O Comité de Política Monetária (CPMO) do Banco de Moçambique decidiu manter a taxa de juro de política monetária (taxa MIMO) em 9,25%. Esta medida interrompe o ciclo de reduções que tinha sido iniciado em janeiro de 2024.
A decisão de manter as taxas deve-se ao agravamento de riscos e incertezas nas projeções da inflação. O principal fator externo é o conflito no Médio Oriente, que está a impactar as cadeias logísticas e os preços globais de energia e alimentos.
Inflação com ligeira subida em fevereiro
Em Moçambique, a inflação anual acelerou para 3,2% em fevereiro de 2026, vinda de 3,0% no mês anterior. As autoridades preveem novos aumentos de preços no curto prazo, não só devido ao cenário internacional, mas também ao impacto das recentes inundações no país.
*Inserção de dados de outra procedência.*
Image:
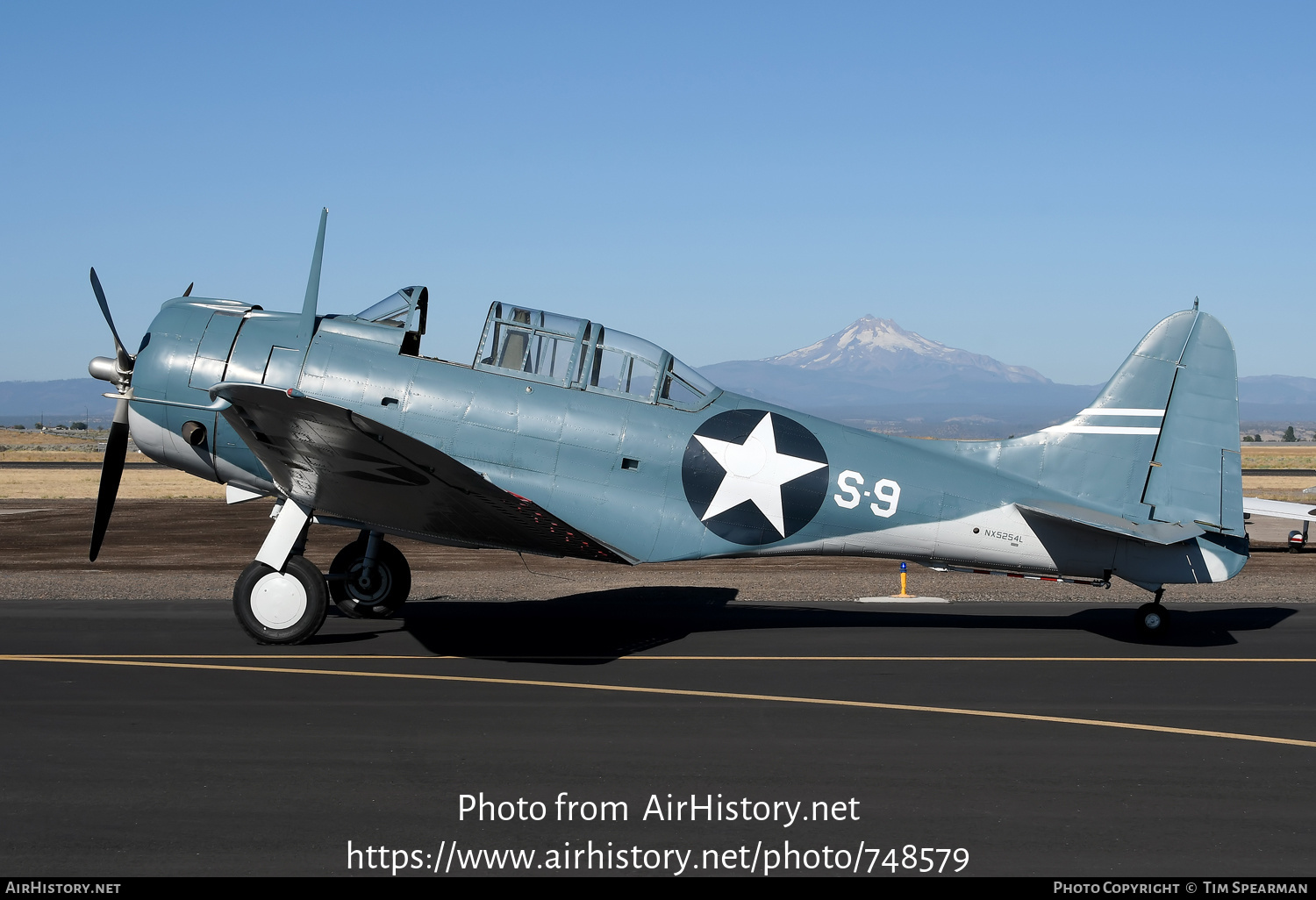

Apesar destas pressões, o Metical tem demonstrado estabilidade.
O Produto Interno Bruto (PIB) registou um crescimento de 4,7% no quarto trimestre de 2025. No entanto, o Banco de Moçambique antecipa agora uma recuperação mais lenta da atividade económica, influenciada por choques climáticos e pelo provável arrefecimento da economia mundial.
O endividamento público interno continua a subir, atingindo os 487,3 mil milhões de meticais. Este valor representa um aumento de 12,7 mil milhões face ao final de 2025. O regulador aponta ainda que os atrasos nos pagamentos por parte do Estado estão a afetar o funcionamento do mercado financeiro e a apetência por títulos públicos.
A próxima avaliação do CPMO está marcada para o dia 27 de maio do ano em curso.